Technology is awesome. An app can help you locate your stolen smartphone, and even snap a photo of the thief. Touchscreens are now becoming standard on laptops. Last week, Obama became the first sitting president to have his image printed in 3-D. We even have the ability to tag our beloved pets with microchips so that, if they ever run astray, we can be reunited with them.
When you consider that 1 in 3 pets will go missing at some point in their lives, microchipping your pets seems like a no-brainer. After all, when there’s a 33% chance of losing your darling little four-legged friend, you want to use every method available to ensure his safe return.
Sadly, however, only 12% of cats and 26% of dogs were microchipped in 2010. Because of this, millions of pets are unnecessarily euthanized every year simply because shelter staff could not locate the owner.

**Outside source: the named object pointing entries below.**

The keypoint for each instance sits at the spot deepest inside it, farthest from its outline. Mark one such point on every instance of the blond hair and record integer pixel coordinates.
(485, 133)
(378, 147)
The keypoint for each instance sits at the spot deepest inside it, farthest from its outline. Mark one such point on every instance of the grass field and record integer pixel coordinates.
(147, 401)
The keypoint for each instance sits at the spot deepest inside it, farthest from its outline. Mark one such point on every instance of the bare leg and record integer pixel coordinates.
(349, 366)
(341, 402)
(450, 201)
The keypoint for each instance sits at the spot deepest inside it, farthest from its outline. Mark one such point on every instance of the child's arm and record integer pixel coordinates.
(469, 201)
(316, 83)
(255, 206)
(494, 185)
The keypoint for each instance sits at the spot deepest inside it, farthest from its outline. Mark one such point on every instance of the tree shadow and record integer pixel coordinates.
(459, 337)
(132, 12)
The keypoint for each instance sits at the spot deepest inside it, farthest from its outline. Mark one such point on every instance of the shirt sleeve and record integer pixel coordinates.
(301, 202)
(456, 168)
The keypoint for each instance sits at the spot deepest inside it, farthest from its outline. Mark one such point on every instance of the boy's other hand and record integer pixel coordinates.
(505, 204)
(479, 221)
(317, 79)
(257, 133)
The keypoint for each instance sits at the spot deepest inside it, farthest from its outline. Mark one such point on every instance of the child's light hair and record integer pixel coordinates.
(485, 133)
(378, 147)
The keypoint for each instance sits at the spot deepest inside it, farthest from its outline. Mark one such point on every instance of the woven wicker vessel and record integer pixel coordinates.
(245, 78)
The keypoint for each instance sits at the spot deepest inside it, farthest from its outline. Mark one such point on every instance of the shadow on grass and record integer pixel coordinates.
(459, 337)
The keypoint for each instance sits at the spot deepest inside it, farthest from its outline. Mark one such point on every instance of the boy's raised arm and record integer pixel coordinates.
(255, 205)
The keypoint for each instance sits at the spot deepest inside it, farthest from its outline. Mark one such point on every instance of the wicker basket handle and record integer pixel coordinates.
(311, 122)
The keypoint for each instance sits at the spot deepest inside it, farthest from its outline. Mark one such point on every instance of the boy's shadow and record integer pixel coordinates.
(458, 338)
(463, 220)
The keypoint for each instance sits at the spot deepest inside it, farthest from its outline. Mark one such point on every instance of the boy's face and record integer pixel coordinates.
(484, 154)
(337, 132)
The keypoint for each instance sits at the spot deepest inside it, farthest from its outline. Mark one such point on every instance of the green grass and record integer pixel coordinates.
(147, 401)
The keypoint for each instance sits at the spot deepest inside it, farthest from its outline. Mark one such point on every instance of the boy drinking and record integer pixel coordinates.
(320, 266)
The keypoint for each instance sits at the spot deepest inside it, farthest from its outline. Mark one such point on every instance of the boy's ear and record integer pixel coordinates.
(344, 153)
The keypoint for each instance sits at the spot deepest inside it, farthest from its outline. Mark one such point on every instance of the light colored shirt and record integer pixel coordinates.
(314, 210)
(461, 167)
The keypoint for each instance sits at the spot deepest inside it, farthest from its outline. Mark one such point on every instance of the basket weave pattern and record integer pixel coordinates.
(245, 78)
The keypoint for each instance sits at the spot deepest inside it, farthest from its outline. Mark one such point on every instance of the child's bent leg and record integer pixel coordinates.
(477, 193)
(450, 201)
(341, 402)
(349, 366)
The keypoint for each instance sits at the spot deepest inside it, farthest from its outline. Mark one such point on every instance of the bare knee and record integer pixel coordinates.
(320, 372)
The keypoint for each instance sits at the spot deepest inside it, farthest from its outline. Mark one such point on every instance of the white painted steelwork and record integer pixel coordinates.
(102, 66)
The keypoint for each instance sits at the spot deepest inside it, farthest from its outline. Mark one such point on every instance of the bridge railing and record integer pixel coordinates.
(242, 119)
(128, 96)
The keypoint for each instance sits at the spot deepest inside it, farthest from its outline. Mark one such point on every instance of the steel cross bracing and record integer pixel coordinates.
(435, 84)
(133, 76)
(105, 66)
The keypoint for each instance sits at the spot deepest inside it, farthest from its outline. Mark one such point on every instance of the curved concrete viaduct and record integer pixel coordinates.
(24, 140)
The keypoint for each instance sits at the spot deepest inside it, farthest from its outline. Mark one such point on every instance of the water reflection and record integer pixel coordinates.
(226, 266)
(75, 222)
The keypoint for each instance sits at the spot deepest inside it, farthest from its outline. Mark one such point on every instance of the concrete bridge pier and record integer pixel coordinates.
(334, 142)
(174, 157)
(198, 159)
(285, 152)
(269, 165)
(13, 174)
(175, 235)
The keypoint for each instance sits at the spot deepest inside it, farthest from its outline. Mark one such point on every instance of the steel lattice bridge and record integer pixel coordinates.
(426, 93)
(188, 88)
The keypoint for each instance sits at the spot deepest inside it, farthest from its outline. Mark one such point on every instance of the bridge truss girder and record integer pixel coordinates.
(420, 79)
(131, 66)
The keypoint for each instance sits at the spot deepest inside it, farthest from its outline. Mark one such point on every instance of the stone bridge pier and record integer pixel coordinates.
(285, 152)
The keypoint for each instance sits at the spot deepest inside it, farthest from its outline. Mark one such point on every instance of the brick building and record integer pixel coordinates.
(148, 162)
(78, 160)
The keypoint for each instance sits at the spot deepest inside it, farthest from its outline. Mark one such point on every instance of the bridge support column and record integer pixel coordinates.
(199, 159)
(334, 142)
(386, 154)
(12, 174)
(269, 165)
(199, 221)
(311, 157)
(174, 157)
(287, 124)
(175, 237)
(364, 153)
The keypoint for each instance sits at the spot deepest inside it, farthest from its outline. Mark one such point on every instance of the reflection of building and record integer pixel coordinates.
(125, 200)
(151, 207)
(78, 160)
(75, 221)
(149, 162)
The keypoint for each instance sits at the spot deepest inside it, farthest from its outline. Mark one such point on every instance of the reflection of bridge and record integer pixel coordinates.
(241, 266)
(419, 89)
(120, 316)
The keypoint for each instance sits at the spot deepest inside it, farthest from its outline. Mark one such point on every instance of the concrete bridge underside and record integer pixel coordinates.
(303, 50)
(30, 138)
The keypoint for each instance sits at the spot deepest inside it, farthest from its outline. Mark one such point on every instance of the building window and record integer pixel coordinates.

Microchipping exponentially increases the odds of reuniting lost pets with their owners, and can be the difference between life and death for so many animals.
Now let’s be clear – a microchip is not a tracking device. Unlike a GPS system, you can’t track your pet’s location from your computer. Instead, a microchip is something that veterinarians and shelter staff can scan, very similar to the barcode cashiers scan when you’re checking out at the grocery store.
Microchipping your cat or dog is a very simple procedure done by your veterinarian that involves implanting a small computer chip the size of a grain of rice just under the skin on the back of the animal’s neck. It is a quick, relatively painless procedure that takes just a few minutes and heals quickly. Prior to insertion, the microchip is loaded with the owner’s details – your name and contact information.
This way, if your little fur ball ends up in a local shelter, the staff can wave a wand over her neck and, presto, your contact details come up on their computer, and you get your pet back – as long as you keep your contact details updated in the database. (Contact your vet and get your pet’s microchip updated if you change your address or phone number, or you re-home your pet with a new owner.)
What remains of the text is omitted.